On Fri, Jun 11, 2021 at 01:04:09PM +0200, Richard Biener wrote:
> On Tue, 8 Jun 2021, Kees Cook wrote:
>
> > On Tue, Jun 08, 2021 at 09:41:38AM +0200, Richard Biener wrote:
> > > On Mon, 7 Jun 2021, Qing Zhao wrote:
> > >
> > > > Hi,
> > > >
> > > > > On Jun 7, 2021, at 2:53 AM, Richard Biener <[email protected]> wrote:
> > > > >
> > > > >>
> > > > >> To address the above suggestion:
> > > > >>
> > > > >> My study shows: the call to __builtin_clear_padding is expanded
> > > > >> during gimplification phase.
> > > > >> And there is no __bultin_clear_padding expanding during rtx
> > > > >> expanding phase.
> > > > >> However, for -ftrivial-auto-var-init, padding initialization should
> > > > >> be done both in gimplification phase and rtx expanding phase.

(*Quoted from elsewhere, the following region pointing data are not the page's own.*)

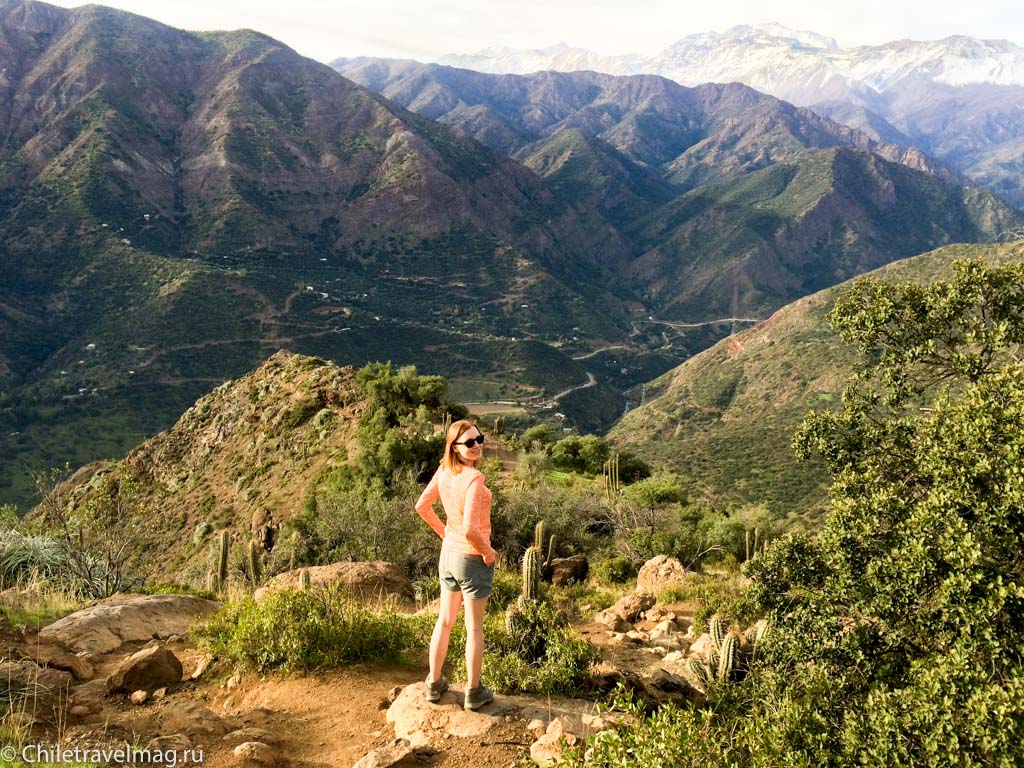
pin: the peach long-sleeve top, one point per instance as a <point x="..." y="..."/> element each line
<point x="467" y="510"/>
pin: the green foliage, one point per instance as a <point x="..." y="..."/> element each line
<point x="532" y="649"/>
<point x="395" y="432"/>
<point x="307" y="629"/>
<point x="358" y="518"/>
<point x="615" y="569"/>
<point x="910" y="601"/>
<point x="23" y="556"/>
<point x="537" y="437"/>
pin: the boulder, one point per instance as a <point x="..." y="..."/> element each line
<point x="631" y="606"/>
<point x="124" y="619"/>
<point x="147" y="670"/>
<point x="426" y="724"/>
<point x="568" y="569"/>
<point x="612" y="621"/>
<point x="369" y="582"/>
<point x="659" y="572"/>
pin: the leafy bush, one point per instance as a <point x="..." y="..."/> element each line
<point x="615" y="569"/>
<point x="541" y="654"/>
<point x="308" y="630"/>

> > > > >> since the __builtin_clear_padding might not be good for rtx
> > > > >> expanding, reusing __builtin_clear_padding might not work.
> > > > >>
> > > > >> Let me know if you have any more comments on this.
> > > > >
> > > > > Yes, I didn't suggest to literally emit calls to
> > > > > __builtin_clear_padding
> > > > > but instead to leverage the lowering code, more specifically share the
> > > > > code that figures _what_ is to be initialized (where the padding is)

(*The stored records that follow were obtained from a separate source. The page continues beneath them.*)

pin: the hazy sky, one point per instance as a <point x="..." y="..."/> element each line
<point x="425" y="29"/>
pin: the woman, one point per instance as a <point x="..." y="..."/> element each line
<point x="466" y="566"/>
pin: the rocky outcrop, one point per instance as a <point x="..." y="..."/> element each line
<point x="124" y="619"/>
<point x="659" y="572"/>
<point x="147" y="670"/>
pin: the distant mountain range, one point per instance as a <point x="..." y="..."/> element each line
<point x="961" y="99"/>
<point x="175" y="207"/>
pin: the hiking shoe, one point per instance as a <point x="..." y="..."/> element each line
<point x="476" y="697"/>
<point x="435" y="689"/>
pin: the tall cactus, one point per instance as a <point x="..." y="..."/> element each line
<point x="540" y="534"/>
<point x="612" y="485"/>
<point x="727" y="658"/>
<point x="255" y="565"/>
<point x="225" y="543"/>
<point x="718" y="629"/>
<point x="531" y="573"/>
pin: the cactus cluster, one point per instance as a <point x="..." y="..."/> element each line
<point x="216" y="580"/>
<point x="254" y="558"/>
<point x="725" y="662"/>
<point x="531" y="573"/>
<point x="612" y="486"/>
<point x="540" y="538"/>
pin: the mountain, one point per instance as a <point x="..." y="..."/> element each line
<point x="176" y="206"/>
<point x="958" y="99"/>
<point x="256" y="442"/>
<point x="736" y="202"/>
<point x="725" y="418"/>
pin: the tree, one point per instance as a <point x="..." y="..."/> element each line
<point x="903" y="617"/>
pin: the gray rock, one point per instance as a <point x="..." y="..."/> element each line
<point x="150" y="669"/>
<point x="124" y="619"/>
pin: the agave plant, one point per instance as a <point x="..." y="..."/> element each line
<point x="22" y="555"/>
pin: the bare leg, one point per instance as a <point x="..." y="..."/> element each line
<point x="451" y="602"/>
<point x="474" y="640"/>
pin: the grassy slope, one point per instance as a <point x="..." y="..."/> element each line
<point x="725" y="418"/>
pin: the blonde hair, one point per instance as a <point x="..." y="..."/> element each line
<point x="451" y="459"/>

> > > > > and eventually the actual code generation pieces. That might need
> > > > > some
> > > > > refactoring but the code where padding resides should be present only
> > > > > a single time (since it's quite complex).
> > > >
> > > > Okay, I see your point here.
> > > >
> > > > >
> > > > > Which is also why I suggested to split out the padding initialization
> > > > > bits to a separate patch (and option).
> > > >
> > > > Personally, I am okay with splitting padding initialization from this
> > > > current patch,
> > > > Kees, what’s your opinion on this? i.e, the current
> > > > -ftrivial-auto-var-init will NOT initialize padding, we will add
> > > > another option to
> > > > Explicitly initialize padding.
> > >
> > > It would also be possible to have -fauto-var-init, -fauto-var-init-padding
> > > and have -ftrivial-auto-var-init for clang compatibility enabling both.
> >
> > Sounds good to me!
> >
> > > Or -fauto-var-init={zero,pattern,padding} and allow
> > > -fauto-var-init=pattern,padding to be specified. Note there's also
> > > padding between auto variables on the stack - that "trailing"
> > > padding isn't initialized either? (yes, GCC sorts variables to minimize
> > > that padding) For example for
> > >
> > > void foo()
> > > {
> > > char a[3];
> > > bar (a);
> > > }
> > >
> > > there's 12 bytes padding after 'a', shouldn't we initialize that? If not,
> > > why's other padding important to be initialized?
> >
> > This isn't a situation that I'm aware of causing real-world problems.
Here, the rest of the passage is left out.